サンリオの掲げている「みんななかよく」という企業理念に惹かれたこと、またOne World, Connecting Smiles. ひとりでも多くの人を笑顔にして、世界中に幸せの輪を広げていくことを目指すというビジョンに共感したことが最も大きな理由です。サンリオの店舗やサンリオピューロランドを訪ねたとき、さまざまな年代や性別、国籍、人種のお客様が、それぞれに楽しんで笑顔になっている場面や、その笑顔をキャラクターや働く社員を通じて生み出している場面を目の当たりにしました。そして、そこから生まれる大きなエネルギーや可能性を感じ、自分も一緒にビジョンの実現を目指したいと思いました。
サンリオでは、これまでの長い歴史の中で、人と人とのつながりやコミュニケーションを通じて多くの笑顔を生み出し、更にその先へと笑顔の連鎖をつなげてきました。デジタル技術が進化したことで、サンリオに触れていただける接点や機会がより広範囲に増えたことで、笑顔を生み出す接点や可能性が増えてきましたが、その笑顔の源泉となるサンリオで働く私たちが、誰よりも笑顔でいられる「場」を創り出すことが、私がサンリオで実現したいことです。
サンリオという会社、組織をどんな風なチームにしていきたいですか?
繰り返しになりますが、人事の役割を担う上でビジョンを実現するために不可欠なことは、サンリオで働く私たちが笑顔でいることだと考えています。その笑顔を支えるためにも、私たち一人ひとりが、自分らしさを保ち、互いに受け入れ、尊重し合うこと。自分の特性を活かして、サンリオで働くことを通じて成長を続けられることが笑顔を支える大事な要素と考えています。また、何十年も働いていると誰しもさまざまなライフイベントが起こります。自分自身が病気になることもあれば、家族の育児や介護に直面することもあるでしょう。そうしたことが起こったときにも、制約を感じることなく、キャリアを続けることができること。そうした人的基盤を整えていきたいです。そうすれば、一人ひとりが可能性を最大限に発揮して、自ら主体的に自分自身が実現したいビジョンに会社として実現したいビジョンを重ね合わせながら、成長してキャリアを築いていくことができると考えています。
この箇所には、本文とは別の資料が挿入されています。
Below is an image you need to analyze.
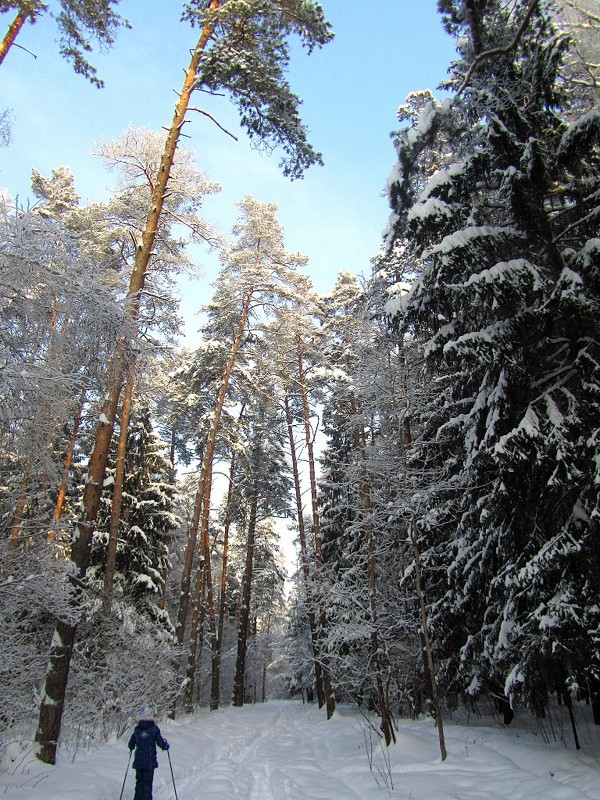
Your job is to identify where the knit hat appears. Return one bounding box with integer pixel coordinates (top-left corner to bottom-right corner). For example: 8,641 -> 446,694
138,706 -> 154,722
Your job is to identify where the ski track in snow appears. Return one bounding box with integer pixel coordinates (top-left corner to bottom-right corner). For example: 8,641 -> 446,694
0,701 -> 600,800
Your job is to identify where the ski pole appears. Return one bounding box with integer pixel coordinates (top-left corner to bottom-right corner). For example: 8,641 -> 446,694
119,750 -> 133,800
167,750 -> 179,800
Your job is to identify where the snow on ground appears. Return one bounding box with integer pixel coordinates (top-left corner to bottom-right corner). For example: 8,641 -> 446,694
0,701 -> 600,800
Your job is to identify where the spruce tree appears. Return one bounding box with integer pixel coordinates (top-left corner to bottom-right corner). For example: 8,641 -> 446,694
388,0 -> 600,712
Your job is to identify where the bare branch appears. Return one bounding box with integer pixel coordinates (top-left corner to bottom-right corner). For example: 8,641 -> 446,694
454,0 -> 538,100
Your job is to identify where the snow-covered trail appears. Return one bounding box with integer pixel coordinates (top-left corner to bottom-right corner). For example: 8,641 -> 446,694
0,701 -> 600,800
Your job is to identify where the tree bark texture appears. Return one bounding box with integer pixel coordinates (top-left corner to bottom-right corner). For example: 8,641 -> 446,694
296,336 -> 335,719
233,490 -> 258,706
176,292 -> 252,664
103,366 -> 134,614
36,0 -> 221,764
0,11 -> 29,64
283,395 -> 325,708
410,520 -> 447,761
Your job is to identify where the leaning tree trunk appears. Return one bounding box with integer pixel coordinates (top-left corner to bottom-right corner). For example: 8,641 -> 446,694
103,366 -> 134,614
0,11 -> 29,64
296,336 -> 335,719
283,394 -> 325,708
35,0 -> 221,764
233,489 -> 258,706
210,450 -> 238,711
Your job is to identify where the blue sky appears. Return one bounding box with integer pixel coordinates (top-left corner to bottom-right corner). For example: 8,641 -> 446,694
0,0 -> 454,338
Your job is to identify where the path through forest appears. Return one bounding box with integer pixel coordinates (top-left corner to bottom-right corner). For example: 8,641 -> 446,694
0,701 -> 600,800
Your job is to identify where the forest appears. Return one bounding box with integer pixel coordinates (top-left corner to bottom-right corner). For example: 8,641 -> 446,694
0,0 -> 600,764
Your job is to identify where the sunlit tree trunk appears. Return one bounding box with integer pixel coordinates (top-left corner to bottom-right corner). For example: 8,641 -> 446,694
351,416 -> 395,746
49,388 -> 86,540
35,0 -> 220,764
410,520 -> 447,761
233,490 -> 258,706
176,292 -> 252,676
210,453 -> 235,711
0,11 -> 29,64
296,336 -> 335,719
103,367 -> 134,613
183,553 -> 206,714
283,395 -> 325,708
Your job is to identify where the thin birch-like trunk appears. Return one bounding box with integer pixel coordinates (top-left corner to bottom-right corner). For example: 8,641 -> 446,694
35,0 -> 221,764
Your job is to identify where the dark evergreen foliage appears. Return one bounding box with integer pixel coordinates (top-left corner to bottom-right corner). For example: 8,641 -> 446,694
388,2 -> 600,712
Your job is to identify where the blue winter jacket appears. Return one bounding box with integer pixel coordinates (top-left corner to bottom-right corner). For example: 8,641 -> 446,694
129,719 -> 169,769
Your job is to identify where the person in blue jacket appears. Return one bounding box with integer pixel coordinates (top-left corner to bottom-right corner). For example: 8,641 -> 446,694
129,706 -> 169,800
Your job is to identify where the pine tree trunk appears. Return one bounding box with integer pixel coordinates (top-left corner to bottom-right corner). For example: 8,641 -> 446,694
296,336 -> 335,719
49,388 -> 86,540
0,11 -> 29,64
176,292 -> 252,664
410,520 -> 447,761
352,422 -> 395,747
103,366 -> 134,614
35,0 -> 221,764
283,395 -> 325,708
233,491 -> 258,706
210,450 -> 236,711
183,554 -> 206,714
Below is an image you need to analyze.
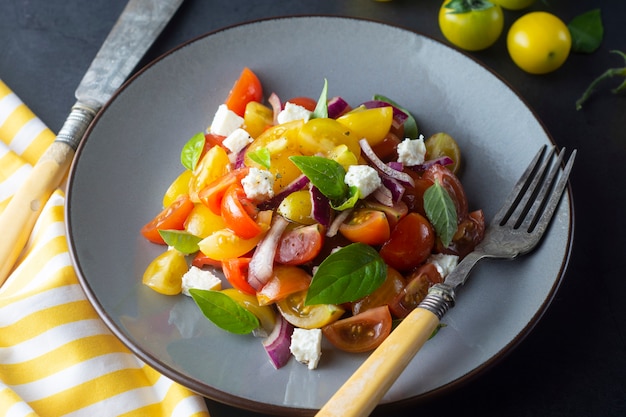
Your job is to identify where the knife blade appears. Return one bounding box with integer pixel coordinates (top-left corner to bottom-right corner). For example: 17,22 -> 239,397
0,0 -> 183,286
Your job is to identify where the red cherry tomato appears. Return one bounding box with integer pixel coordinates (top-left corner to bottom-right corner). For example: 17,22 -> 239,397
380,213 -> 435,272
141,194 -> 193,245
224,68 -> 263,117
322,305 -> 392,352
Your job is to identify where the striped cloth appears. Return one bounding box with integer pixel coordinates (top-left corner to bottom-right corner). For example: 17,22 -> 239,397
0,80 -> 209,417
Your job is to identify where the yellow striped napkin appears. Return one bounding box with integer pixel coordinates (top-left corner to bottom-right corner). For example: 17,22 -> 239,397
0,80 -> 209,417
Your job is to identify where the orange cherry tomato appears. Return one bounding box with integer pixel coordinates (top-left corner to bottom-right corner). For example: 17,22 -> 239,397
222,257 -> 256,295
221,183 -> 261,239
322,305 -> 392,353
224,67 -> 263,117
339,208 -> 391,245
141,194 -> 194,245
256,265 -> 311,305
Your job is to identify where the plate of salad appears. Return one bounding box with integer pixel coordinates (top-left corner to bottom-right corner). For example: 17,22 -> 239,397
66,16 -> 573,415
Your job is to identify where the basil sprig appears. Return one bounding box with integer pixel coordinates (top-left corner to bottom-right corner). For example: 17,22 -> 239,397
189,289 -> 260,334
304,243 -> 387,305
424,181 -> 458,247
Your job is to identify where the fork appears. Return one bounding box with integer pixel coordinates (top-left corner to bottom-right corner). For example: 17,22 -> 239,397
316,145 -> 576,417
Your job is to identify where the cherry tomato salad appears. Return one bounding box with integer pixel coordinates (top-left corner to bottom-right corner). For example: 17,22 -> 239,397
141,68 -> 485,369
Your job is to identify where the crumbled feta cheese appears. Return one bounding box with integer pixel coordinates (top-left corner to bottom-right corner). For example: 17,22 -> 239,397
276,102 -> 312,124
222,128 -> 253,154
210,104 -> 243,136
344,165 -> 382,198
241,167 -> 274,200
426,253 -> 459,278
289,328 -> 322,369
183,266 -> 222,296
398,136 -> 426,166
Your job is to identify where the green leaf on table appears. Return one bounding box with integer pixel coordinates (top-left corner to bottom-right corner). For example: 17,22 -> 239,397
159,230 -> 202,255
567,9 -> 604,54
180,132 -> 205,171
424,181 -> 458,247
189,289 -> 260,334
304,243 -> 387,305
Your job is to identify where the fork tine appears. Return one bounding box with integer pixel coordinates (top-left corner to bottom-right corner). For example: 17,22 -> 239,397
529,149 -> 576,235
493,145 -> 546,225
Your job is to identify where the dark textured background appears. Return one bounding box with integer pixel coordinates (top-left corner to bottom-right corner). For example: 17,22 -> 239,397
0,0 -> 626,417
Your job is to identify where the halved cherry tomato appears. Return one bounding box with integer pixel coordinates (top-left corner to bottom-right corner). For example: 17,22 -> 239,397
224,67 -> 263,117
380,213 -> 435,272
198,167 -> 250,215
339,207 -> 391,245
389,262 -> 443,318
352,267 -> 406,315
141,194 -> 193,245
322,305 -> 392,353
276,290 -> 344,329
274,224 -> 324,265
222,256 -> 256,295
256,265 -> 311,306
287,97 -> 317,111
222,183 -> 261,239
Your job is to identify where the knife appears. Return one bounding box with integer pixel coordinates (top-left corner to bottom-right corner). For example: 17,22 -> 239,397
0,0 -> 183,286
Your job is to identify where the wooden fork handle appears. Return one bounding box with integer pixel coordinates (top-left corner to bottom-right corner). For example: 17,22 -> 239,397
316,307 -> 439,417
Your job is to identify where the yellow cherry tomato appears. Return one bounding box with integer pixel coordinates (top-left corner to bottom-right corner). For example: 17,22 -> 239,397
439,0 -> 504,51
507,12 -> 572,74
491,0 -> 535,10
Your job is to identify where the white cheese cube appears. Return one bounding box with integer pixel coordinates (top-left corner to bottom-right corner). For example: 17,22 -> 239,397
289,328 -> 322,369
241,167 -> 274,201
398,136 -> 426,166
344,165 -> 382,198
210,104 -> 243,136
222,128 -> 253,154
183,266 -> 222,296
276,102 -> 312,124
426,253 -> 459,278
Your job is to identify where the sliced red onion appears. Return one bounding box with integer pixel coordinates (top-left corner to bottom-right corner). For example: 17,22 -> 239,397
267,93 -> 283,125
326,208 -> 354,237
311,187 -> 332,227
261,314 -> 293,369
259,175 -> 310,210
359,138 -> 415,186
328,97 -> 351,119
248,214 -> 289,291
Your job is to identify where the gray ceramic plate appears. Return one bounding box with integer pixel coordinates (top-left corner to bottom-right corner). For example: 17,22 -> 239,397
67,17 -> 573,415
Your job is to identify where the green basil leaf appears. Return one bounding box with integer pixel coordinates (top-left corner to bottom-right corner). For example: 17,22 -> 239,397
311,78 -> 328,119
567,9 -> 604,54
424,181 -> 458,247
159,230 -> 202,255
289,155 -> 349,201
304,243 -> 387,305
189,289 -> 260,334
180,132 -> 205,171
248,148 -> 272,169
373,94 -> 419,139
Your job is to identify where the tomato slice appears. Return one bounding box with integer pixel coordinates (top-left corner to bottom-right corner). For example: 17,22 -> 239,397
222,257 -> 256,295
224,67 -> 263,117
389,262 -> 443,318
256,265 -> 311,305
198,167 -> 250,215
221,183 -> 261,239
380,213 -> 435,272
274,224 -> 324,265
141,194 -> 194,245
339,207 -> 391,245
322,305 -> 392,353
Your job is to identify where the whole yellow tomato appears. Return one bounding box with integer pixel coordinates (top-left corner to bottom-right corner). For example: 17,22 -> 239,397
491,0 -> 535,10
507,12 -> 572,74
439,0 -> 504,51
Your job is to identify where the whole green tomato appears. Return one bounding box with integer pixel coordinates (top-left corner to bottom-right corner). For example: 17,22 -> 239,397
439,0 -> 504,51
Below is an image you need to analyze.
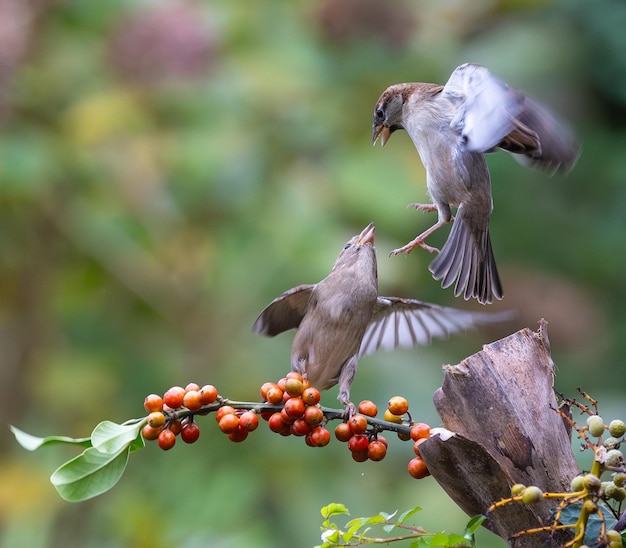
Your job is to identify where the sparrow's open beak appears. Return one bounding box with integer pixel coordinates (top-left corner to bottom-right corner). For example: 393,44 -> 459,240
372,124 -> 391,146
357,223 -> 376,245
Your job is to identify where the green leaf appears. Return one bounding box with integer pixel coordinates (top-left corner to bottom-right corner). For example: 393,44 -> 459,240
465,514 -> 487,539
430,533 -> 449,546
10,426 -> 91,451
320,502 -> 350,519
398,506 -> 421,524
91,421 -> 143,455
50,444 -> 131,502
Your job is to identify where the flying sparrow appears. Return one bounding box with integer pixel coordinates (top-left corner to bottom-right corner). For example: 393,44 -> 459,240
372,64 -> 579,304
253,223 -> 510,407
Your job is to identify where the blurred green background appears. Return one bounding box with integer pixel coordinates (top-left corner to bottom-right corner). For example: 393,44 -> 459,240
0,0 -> 626,548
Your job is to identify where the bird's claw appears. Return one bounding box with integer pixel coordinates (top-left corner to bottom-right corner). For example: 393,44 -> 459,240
389,238 -> 439,257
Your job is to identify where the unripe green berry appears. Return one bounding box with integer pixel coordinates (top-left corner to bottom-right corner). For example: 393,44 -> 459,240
587,415 -> 604,438
609,419 -> 626,438
570,476 -> 585,493
602,437 -> 620,449
606,449 -> 624,466
522,485 -> 543,504
583,474 -> 602,492
606,529 -> 622,548
602,481 -> 619,499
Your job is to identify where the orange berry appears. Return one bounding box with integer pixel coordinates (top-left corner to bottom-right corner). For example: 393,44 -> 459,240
141,424 -> 162,441
218,413 -> 239,434
411,422 -> 430,441
367,440 -> 387,461
200,384 -> 217,405
358,400 -> 378,417
143,394 -> 163,413
407,457 -> 430,479
183,390 -> 202,411
163,386 -> 185,409
300,386 -> 321,405
304,405 -> 324,426
335,422 -> 352,442
148,411 -> 165,428
387,396 -> 409,417
158,428 -> 176,451
348,413 -> 367,434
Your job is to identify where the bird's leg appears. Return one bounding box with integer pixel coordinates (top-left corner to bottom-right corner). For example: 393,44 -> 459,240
406,204 -> 437,213
337,355 -> 357,420
389,218 -> 447,256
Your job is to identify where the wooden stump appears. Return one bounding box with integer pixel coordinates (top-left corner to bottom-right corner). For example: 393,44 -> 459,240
420,320 -> 578,547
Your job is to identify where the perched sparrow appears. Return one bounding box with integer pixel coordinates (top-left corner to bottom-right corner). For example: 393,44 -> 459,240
372,64 -> 579,303
253,223 -> 510,406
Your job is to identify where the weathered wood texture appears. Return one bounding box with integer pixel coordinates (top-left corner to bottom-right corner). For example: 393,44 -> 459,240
420,322 -> 578,548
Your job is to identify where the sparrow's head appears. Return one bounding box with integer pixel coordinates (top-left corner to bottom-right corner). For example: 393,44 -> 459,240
372,84 -> 415,146
333,223 -> 376,272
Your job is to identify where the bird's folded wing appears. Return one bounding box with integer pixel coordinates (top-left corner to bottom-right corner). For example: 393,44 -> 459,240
252,285 -> 315,337
359,297 -> 513,356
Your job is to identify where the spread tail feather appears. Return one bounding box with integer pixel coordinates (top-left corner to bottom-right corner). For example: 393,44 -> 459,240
428,214 -> 503,304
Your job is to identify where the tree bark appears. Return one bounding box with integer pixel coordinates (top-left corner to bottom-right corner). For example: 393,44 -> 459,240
420,320 -> 578,548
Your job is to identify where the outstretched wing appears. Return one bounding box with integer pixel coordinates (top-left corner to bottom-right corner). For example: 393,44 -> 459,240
252,285 -> 315,337
359,297 -> 513,356
442,63 -> 579,173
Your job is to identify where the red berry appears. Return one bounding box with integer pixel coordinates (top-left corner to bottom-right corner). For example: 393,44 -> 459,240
304,405 -> 324,426
185,382 -> 200,392
291,418 -> 313,436
218,413 -> 239,434
141,424 -> 162,441
411,422 -> 430,441
239,411 -> 259,432
168,419 -> 183,436
285,398 -> 305,419
301,386 -> 321,405
348,434 -> 369,453
215,405 -> 235,422
143,394 -> 163,413
387,396 -> 409,417
180,422 -> 200,443
358,400 -> 378,417
413,438 -> 428,457
348,413 -> 367,434
183,390 -> 202,411
260,381 -> 278,401
148,411 -> 165,428
408,457 -> 430,479
265,385 -> 283,404
163,386 -> 185,409
367,440 -> 387,461
310,426 -> 330,447
158,428 -> 176,451
335,422 -> 352,441
200,384 -> 217,405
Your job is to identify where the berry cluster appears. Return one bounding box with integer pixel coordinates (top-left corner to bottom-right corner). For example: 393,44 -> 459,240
142,371 -> 430,479
261,371 -> 330,447
141,383 -> 217,451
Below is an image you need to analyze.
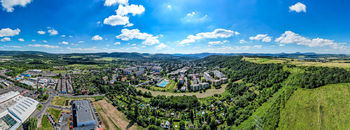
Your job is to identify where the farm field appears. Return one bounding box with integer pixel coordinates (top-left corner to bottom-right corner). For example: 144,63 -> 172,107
279,84 -> 350,129
136,84 -> 227,98
243,57 -> 350,69
94,100 -> 137,130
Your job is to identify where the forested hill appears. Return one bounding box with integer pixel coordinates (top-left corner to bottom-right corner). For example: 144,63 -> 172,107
196,55 -> 350,129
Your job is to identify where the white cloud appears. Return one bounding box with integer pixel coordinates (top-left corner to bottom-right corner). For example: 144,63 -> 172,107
179,29 -> 239,45
104,0 -> 128,6
154,43 -> 168,50
67,47 -> 98,52
38,30 -> 46,35
208,40 -> 228,45
91,35 -> 103,41
275,31 -> 344,49
28,44 -> 60,48
289,2 -> 306,13
103,15 -> 129,26
0,37 -> 11,42
181,12 -> 209,23
1,0 -> 32,12
239,39 -> 248,44
116,29 -> 159,45
116,4 -> 145,16
47,29 -> 58,35
253,45 -> 262,48
103,4 -> 145,27
59,41 -> 69,45
0,28 -> 21,37
249,34 -> 272,42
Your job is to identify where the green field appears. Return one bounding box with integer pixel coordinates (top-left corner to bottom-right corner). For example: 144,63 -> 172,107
279,84 -> 350,129
38,115 -> 54,130
47,108 -> 61,121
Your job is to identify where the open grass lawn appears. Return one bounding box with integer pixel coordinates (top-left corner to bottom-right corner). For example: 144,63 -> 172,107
47,108 -> 61,122
51,96 -> 100,106
279,84 -> 350,130
38,115 -> 54,130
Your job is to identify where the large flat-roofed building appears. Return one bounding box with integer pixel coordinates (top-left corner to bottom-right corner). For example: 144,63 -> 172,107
71,100 -> 97,130
0,91 -> 39,130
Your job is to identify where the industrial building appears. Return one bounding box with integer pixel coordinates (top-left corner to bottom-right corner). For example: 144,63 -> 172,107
71,100 -> 99,130
0,91 -> 39,130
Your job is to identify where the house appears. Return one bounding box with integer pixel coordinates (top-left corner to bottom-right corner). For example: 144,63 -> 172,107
212,80 -> 221,86
213,70 -> 225,78
190,84 -> 199,91
220,78 -> 228,84
199,83 -> 209,89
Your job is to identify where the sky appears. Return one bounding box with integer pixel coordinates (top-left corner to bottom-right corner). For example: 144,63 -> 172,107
0,0 -> 350,54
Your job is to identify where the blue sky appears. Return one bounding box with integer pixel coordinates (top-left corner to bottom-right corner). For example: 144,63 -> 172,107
0,0 -> 350,54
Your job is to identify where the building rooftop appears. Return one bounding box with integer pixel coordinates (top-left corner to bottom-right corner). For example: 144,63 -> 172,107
72,100 -> 96,127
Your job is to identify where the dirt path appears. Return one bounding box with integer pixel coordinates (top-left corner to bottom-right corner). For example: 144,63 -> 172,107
136,84 -> 227,98
95,100 -> 137,130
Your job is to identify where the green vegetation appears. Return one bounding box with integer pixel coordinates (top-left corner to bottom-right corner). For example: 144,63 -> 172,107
38,115 -> 54,130
47,108 -> 61,121
279,84 -> 350,129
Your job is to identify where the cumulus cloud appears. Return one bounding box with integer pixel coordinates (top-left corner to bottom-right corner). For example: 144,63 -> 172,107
179,29 -> 239,45
47,29 -> 58,36
275,31 -> 344,49
154,43 -> 168,50
28,44 -> 60,48
253,45 -> 262,48
0,28 -> 21,37
116,29 -> 159,45
103,15 -> 129,26
289,2 -> 306,13
59,41 -> 69,45
103,4 -> 145,27
91,35 -> 103,41
1,0 -> 32,12
181,12 -> 209,23
104,0 -> 128,6
116,4 -> 145,16
38,30 -> 46,35
249,34 -> 272,42
208,40 -> 228,45
239,39 -> 248,44
0,37 -> 11,42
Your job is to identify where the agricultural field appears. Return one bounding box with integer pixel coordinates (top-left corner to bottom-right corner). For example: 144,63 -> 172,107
94,100 -> 138,130
243,57 -> 350,69
279,83 -> 350,129
136,84 -> 227,98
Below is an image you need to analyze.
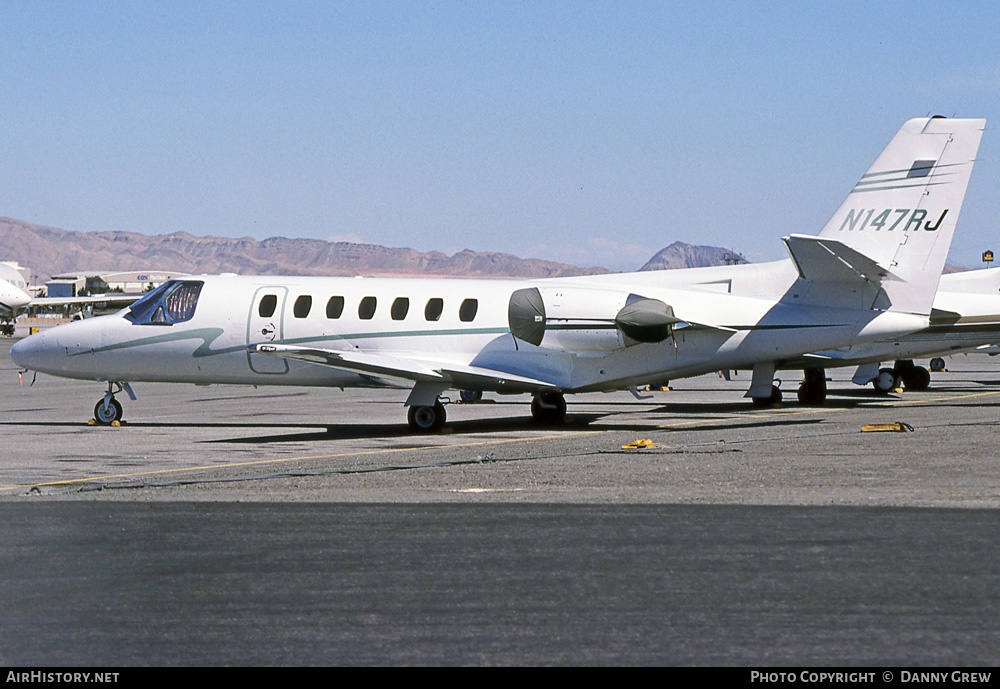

管掌している領域を通じて、社会・また世界にどんなインパクトをもたらしたいですか?
サンリオで働く社員一人ひとりが、サンリオで働くことを通じて、お互いにそれぞれのビジョン・会社のビジョンの実現をサポートし合いながら、みんななかよくの「みんな」の概念を広げていくことですね。みんななかよくの「みんな」は、まずは自分と自分の周りの家族や友人、同僚、そしてお客様、さらにその先につながる人・・・。そのつながりによって、世界中の人に笑顔を届けることが可能になると信じています。世界中に笑顔と「みんななかよく」という価値観が広がっていけば、世界は今よりもっと平和になり、未来への希望が生まれる場になると思います。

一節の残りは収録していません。